Angle of attack: While it is desirable to hit down on the ball with most every club in your bag, that is not the case with your driver. A properly hit shot with a driver is one in which the club strikes the ball with the club traveling parallel to the ground or slightly on the upswing. This will produce a ball flight that is slightly flatter and have a more "boring" trajectory. The ball will have very little backspin on it thus producing a longer shot. Two things that may help you in achieving the correct angle of attack are:
1. The position of the ball in your stance should be placed further forward than any other club in your bag. The ball should be even with your left heel or instep.
2. At address, start with more weight on your right side. Doing this will give you a shallower arc that travels parallel to the ground longer through the impact area. With your driver, at address about 65-70 percent of your weight should be on the right side.

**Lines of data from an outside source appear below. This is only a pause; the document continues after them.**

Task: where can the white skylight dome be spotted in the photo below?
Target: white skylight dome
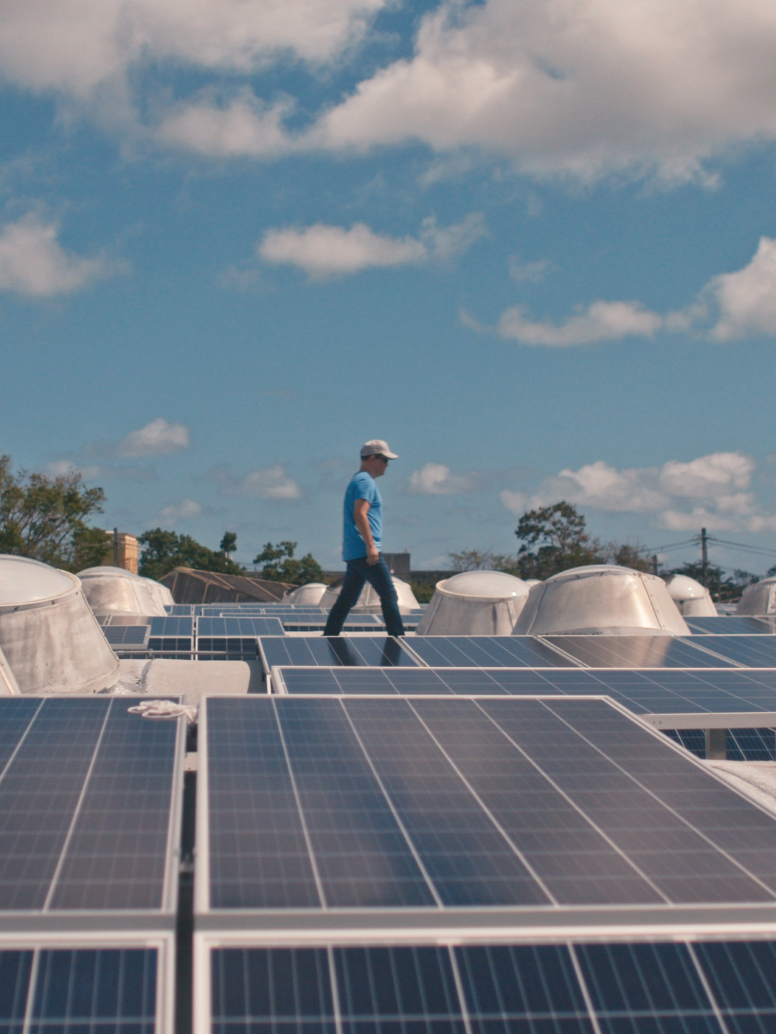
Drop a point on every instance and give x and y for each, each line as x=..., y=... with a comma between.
x=307, y=596
x=50, y=637
x=602, y=599
x=691, y=598
x=368, y=602
x=474, y=603
x=114, y=590
x=758, y=599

Change of direction: A very critical point in the golf swing is at the top of the backswing. It is here that the club changes direction from back to forward. This transition must be a smooth and gentle motion. I see too many golfers who get to the top of the swing and make a violent first move into the forward swing in an effort to hit the ball hard. This quick motion to hit the ball hard with the hands throws off the timing in your arm swing and weight transfer to your left side. In effect, your hands get ahead of your arms and legs, which results in you getting way out of position, which will lead to very inconsistent shots.
To overcome this "hit it hard" impulse, the next time you are at the driving range try this out: Start with a 6- or 7-iron and work on hitting consistent shots that travel a comfortable distance for you. Now take out your driver and swing at the same speed as you were with the iron. Learn to swing within yourself and not to try to overpower the ball with a hard, violent motion. By learning how to make smooth, evenly paced swings, you will make solid contact more often which will result in better overall driving.